Anklage bezieht sich auf regelrechte Wild-West-Szenen in Wien
Am anklagegegenständlichen Abend hatten sich gegen 21.45 Uhr Syrer und Tschetschenen im Anton-Kummerer-Park getroffen, um mit Holzlatten, Pfeffersprays, Messern und Schusswaffen aufeinander loszugehen. Bei den regelrechten Wild-West-Szenen - es wurden mehrfach Schüsse abgefeuert - wurden drei Männer syrischer Herkunft, wenn auch nicht durch Projektile aus einer Schusswaffe, so doch erheblich verletzt. Sie mussten von den Rettungskräften in Krankenhäuser gebracht werden.
Der mutmaßliche Chauffeur der tschetschenischen Gruppierung wurde bereits wenige Stunden nach den Gewalttätigkeiten festgenommen. Er soll - selbst gewaltbereit - mit seinem BMW Landsleute zum Tatort gebracht haben. Der Mann - er hat AHS-Matura und war zuletzt als Projektmanager tätig - schweigt seit seiner Inhaftierung eisern zu den wider ihn erhobenen Vorwürfen.
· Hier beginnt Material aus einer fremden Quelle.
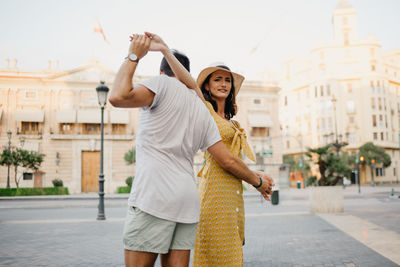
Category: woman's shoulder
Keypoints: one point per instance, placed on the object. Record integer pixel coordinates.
(236, 123)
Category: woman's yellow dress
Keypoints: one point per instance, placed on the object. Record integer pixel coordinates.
(220, 234)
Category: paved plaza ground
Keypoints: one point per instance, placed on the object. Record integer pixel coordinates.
(63, 231)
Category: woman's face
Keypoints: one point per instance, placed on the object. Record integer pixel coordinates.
(220, 84)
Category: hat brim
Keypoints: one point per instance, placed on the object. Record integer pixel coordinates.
(237, 78)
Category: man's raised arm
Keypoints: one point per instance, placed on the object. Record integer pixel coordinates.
(123, 94)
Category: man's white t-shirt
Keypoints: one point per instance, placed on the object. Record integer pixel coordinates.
(171, 130)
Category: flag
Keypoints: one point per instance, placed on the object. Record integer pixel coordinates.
(99, 29)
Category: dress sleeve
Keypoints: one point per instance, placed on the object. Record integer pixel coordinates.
(239, 142)
(209, 107)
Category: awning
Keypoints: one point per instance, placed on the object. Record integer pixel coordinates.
(66, 116)
(119, 116)
(33, 115)
(91, 116)
(259, 120)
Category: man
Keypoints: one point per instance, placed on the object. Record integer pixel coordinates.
(174, 124)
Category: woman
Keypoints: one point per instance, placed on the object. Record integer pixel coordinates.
(220, 233)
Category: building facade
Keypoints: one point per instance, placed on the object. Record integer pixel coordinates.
(348, 89)
(57, 113)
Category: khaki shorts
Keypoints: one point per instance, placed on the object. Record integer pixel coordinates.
(144, 232)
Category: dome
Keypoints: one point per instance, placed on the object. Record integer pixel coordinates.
(343, 4)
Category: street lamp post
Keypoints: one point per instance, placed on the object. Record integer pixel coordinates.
(102, 91)
(300, 142)
(338, 144)
(9, 134)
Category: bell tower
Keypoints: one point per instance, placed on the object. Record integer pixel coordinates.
(344, 23)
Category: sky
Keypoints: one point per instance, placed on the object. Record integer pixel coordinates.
(252, 37)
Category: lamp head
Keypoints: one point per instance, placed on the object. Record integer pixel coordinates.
(102, 91)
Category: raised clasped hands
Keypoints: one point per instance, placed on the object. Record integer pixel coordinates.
(142, 43)
(266, 187)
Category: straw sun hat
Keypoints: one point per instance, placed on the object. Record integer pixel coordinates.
(237, 78)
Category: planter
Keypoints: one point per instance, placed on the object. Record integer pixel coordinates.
(326, 199)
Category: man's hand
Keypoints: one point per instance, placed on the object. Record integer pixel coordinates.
(140, 45)
(266, 188)
(157, 44)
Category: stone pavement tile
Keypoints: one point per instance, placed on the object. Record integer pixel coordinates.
(305, 240)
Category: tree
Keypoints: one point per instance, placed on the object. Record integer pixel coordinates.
(130, 156)
(18, 157)
(332, 167)
(6, 160)
(370, 152)
(320, 157)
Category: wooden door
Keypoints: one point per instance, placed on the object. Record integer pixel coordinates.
(38, 179)
(90, 171)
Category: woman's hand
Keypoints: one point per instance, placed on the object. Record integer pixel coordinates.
(267, 183)
(157, 44)
(139, 45)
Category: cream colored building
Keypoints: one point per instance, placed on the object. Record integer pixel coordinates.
(57, 113)
(258, 105)
(362, 78)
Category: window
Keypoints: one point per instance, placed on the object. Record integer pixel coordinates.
(91, 128)
(379, 172)
(330, 123)
(346, 38)
(66, 128)
(30, 94)
(259, 131)
(381, 120)
(118, 128)
(349, 88)
(27, 176)
(29, 127)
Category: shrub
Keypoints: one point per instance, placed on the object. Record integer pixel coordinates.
(129, 181)
(57, 183)
(36, 191)
(123, 190)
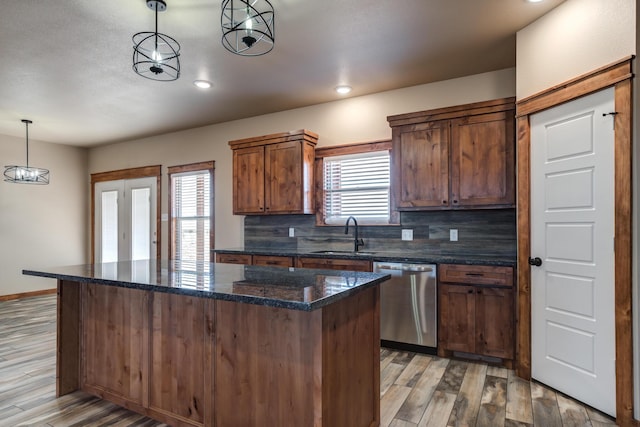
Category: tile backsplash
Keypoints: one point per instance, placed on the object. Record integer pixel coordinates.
(480, 232)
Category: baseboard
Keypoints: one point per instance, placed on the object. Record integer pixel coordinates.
(27, 294)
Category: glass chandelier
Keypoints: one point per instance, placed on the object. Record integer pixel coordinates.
(156, 56)
(247, 26)
(26, 174)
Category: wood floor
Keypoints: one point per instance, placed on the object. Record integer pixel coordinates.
(416, 389)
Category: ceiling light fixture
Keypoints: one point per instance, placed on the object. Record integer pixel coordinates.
(202, 84)
(26, 174)
(156, 56)
(247, 26)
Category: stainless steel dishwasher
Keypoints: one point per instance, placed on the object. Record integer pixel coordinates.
(408, 306)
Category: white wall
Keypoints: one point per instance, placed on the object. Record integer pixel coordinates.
(41, 225)
(575, 38)
(348, 120)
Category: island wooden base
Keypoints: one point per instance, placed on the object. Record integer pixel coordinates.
(190, 361)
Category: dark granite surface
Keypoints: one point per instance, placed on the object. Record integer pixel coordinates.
(291, 288)
(412, 256)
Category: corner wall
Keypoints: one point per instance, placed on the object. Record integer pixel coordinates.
(575, 38)
(350, 120)
(41, 225)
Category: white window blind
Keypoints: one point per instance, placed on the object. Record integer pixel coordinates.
(191, 216)
(358, 185)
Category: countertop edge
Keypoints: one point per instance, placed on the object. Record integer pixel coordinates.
(379, 256)
(250, 299)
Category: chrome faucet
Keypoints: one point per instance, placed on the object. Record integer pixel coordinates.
(356, 242)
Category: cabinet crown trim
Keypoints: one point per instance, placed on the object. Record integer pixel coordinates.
(275, 138)
(493, 106)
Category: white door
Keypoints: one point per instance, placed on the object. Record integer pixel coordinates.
(572, 230)
(125, 220)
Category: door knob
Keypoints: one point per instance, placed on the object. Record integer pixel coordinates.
(535, 261)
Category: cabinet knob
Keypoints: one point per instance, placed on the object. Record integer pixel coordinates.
(535, 261)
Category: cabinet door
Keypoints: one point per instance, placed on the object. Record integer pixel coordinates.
(482, 160)
(456, 328)
(421, 166)
(180, 333)
(114, 349)
(283, 177)
(494, 322)
(248, 180)
(334, 264)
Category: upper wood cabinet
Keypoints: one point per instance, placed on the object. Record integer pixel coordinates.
(273, 174)
(455, 157)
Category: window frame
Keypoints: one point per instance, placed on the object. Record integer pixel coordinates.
(208, 166)
(341, 150)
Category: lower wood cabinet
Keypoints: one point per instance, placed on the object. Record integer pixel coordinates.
(477, 312)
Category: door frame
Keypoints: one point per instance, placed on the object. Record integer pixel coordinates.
(133, 173)
(619, 75)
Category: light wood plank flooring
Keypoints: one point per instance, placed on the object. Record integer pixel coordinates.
(416, 389)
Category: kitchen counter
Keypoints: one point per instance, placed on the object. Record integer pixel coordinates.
(231, 345)
(381, 255)
(294, 288)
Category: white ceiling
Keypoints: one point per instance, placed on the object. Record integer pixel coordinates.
(66, 64)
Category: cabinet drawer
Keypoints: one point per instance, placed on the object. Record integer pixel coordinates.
(476, 274)
(273, 261)
(234, 258)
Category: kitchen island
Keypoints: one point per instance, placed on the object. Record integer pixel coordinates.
(199, 344)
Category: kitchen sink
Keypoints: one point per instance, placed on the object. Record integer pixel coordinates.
(361, 253)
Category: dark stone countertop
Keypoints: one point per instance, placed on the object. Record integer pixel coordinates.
(381, 255)
(291, 288)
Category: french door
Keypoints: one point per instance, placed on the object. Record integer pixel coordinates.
(125, 219)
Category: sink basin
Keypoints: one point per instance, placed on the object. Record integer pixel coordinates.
(361, 253)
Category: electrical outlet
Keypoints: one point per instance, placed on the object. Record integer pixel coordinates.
(407, 234)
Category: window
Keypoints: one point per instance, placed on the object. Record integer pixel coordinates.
(191, 213)
(355, 181)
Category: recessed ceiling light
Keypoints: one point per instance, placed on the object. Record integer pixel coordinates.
(202, 84)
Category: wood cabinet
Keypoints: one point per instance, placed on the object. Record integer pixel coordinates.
(273, 174)
(477, 315)
(334, 264)
(455, 157)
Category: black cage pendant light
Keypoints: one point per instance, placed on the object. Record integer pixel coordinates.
(26, 174)
(247, 26)
(156, 56)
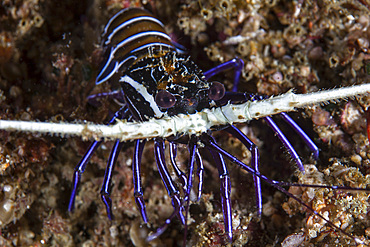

Zwei weitere Tschetschenen wurden nach akribischen Ermittlungen des Landeskriminalamts ausgeforscht und am 20. bzw. 21. August in U-Haft genommen. Wie sich im Zuge der Erhebungen herausstellte, handelt es sich bei einem der beiden laut Anklage um den Schützen. Auch er hat seit seiner Festnahme von seinem Schweigerecht Gebrauch gemacht. Der gemeinsam mit ihm festgenommene Landsmann wurde demgegenüber offenbar zu Unrecht einer Beteiligung am versuchten Mord verdächtigt. Der 28-Jährige ist seit Jahresbeginn wieder auf freiem Fuß. Er dürfte sich nach Informationen der APA zwar am Tatort befunden haben, doch war ihm im Zuge des Ermittlungsverfahrens bisher kein Tatbeitrag an den massiven Gewalttätigkeiten nachzuweisen.
Insgesamt sieben Personen waren im Zuge der wochenlang anhaltenden Bandenkämpfe in der Bundeshauptstadt verletzt worden, vier davon schwer. Der letzte Vorfall ereignete sich am 10. Juli beim Bahnhof Floridsdorf.